Pastor David Jang's vision of an early-church-style community gathers into one imagination: the church should not be a sponge that absorbs the world's fatigue and disappears into it, but an ignition point that translates the world's fatigue back into the gospel's language and turns it toward hope. That imagination begins with kerygma, passes through kenosis, and becomes concrete in koinonia, breathing together both the depth of the cross of Jesus Christ and the height of resurrection faith.
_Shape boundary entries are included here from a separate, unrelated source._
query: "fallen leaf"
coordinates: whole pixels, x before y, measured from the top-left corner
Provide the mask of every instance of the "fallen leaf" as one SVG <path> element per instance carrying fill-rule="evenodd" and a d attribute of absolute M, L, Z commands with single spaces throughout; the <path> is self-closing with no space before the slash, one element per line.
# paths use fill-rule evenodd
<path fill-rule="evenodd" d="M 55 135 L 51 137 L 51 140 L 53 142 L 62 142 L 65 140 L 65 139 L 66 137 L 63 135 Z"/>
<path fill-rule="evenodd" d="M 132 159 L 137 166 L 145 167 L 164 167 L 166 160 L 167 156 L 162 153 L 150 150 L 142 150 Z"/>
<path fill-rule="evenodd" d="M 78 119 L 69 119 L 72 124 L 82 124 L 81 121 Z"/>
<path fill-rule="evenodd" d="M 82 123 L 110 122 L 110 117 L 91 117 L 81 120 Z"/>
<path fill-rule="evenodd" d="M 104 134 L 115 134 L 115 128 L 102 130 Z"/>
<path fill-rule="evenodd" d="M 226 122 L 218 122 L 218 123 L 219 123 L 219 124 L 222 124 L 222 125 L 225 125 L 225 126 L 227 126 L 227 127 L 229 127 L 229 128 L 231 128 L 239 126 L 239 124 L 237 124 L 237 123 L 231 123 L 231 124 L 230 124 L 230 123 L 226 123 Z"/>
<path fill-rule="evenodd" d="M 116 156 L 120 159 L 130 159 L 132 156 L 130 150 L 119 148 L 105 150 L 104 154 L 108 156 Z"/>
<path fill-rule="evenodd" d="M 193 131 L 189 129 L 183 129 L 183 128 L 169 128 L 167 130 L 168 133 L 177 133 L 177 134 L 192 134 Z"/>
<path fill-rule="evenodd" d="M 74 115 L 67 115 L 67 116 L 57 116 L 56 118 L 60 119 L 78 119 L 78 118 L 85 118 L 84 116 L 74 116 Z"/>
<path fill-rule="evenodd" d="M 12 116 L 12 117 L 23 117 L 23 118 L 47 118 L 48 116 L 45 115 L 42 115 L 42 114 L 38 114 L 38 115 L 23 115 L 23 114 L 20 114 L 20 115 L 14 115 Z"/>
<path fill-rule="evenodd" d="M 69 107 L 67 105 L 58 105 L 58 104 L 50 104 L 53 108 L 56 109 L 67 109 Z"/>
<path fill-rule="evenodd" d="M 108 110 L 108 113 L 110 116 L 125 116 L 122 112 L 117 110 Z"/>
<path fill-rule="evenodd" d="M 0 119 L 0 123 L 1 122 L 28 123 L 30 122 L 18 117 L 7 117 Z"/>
And when that breathing is sustained by the rhythm of a life of prayer, the community is continually corrected and renewed by the Spirit's touch. An early-church-style community is not a completed building, but a dwelling the Spirit remodels every day. Therefore, what the church must do today is not replicate an idealized utopia, but yield itself so that the gospel becomes real in the small choices of each day. When the community does not evade the questions and endures to the end, the church becomes not a stage for self-proof but a platform for witnessing to grace; it learns not the obsession of growth but the joy of maturity. And that maturity becomes the most persuasive way for the fire of the early church to return again into our lives today.